From late 2001, I ended most of my slide decks either with a “do list” or with a “lessons learned” – the former was for UK government presentations, the latter often either for supplier presentations or for foreign governments (I reckon we averaged 2 visits a month to our offices during the time of the Office of the e-Envoy).
The first do list I put up, at the “electronic government” conference was on 21st November 2001:
Fittingly perhaps, it started with an admonition to narrow down existing do lists – I could already see people building complex sets of inter-related actions to deliver their own visions of e-government. Experience inside and outside of government taught me that we needed some of the basics first: XML schema definitions (I’d already worked, very indirectly, on Self Assessment and PAYE whilst at the Inland Revenue who I think were ahead of the game in seizing the XML opportunity), authentication standards (T-scheme was already looking like the wrong horse to back I think), and shared infrastructure (there was no way to implemented joined up online government if everyone had their own systems).

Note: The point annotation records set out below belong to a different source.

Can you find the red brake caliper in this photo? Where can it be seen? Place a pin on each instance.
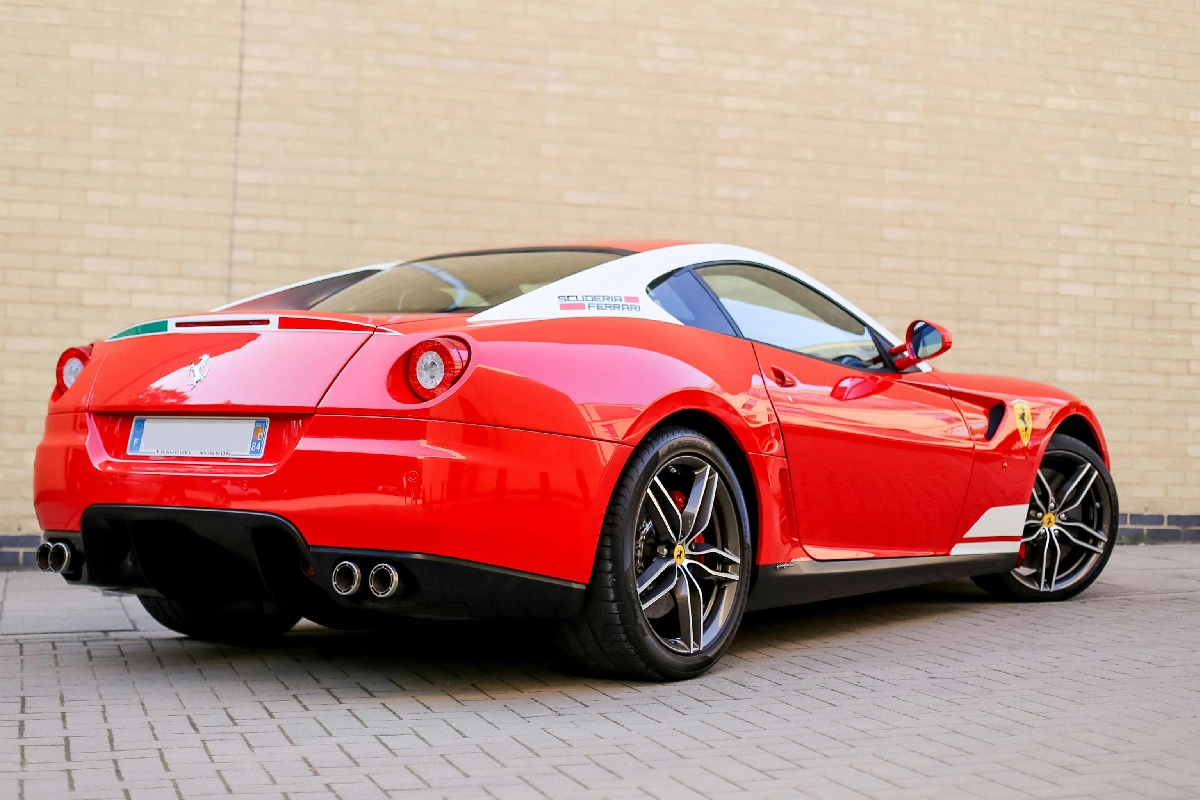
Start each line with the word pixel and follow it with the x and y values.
pixel 681 500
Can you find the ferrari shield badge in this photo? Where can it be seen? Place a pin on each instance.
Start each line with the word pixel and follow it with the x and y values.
pixel 1024 415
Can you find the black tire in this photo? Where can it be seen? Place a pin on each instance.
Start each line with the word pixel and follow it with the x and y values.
pixel 249 624
pixel 1008 585
pixel 611 635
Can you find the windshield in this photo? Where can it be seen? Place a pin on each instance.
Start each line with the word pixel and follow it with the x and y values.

Perhaps the big topic was the buyer/provider point – a re-wording of JY’s wholesale/retail model. Departments needed to understand who they were retailing to and who they were wholesaling to and establish different strategies for each. I think this point is still outstanding in much of what has been done in global e-government. Too much is assumed to be essentially retail (i.e. provided at all stages of the process by government) and too little is wholesale (i.e mass market input mechanisms offered to 3rd parties who can wrap their own products and services around them).
I have dozens more of these and they make for cheap blogs, so expect a few more to surface over the coming weeks. I’m also using a new blog tool that I’ve found easier than the standard blogger.com web pages. It’s Microsoft’s own Windows Live Writer. I stumbled across it quite by accident yesterday. It’s easy to set up, provided you understand your domain name web hierarchy and passwords (I had to look them up of course) and, so far at least, works quickly and effectively.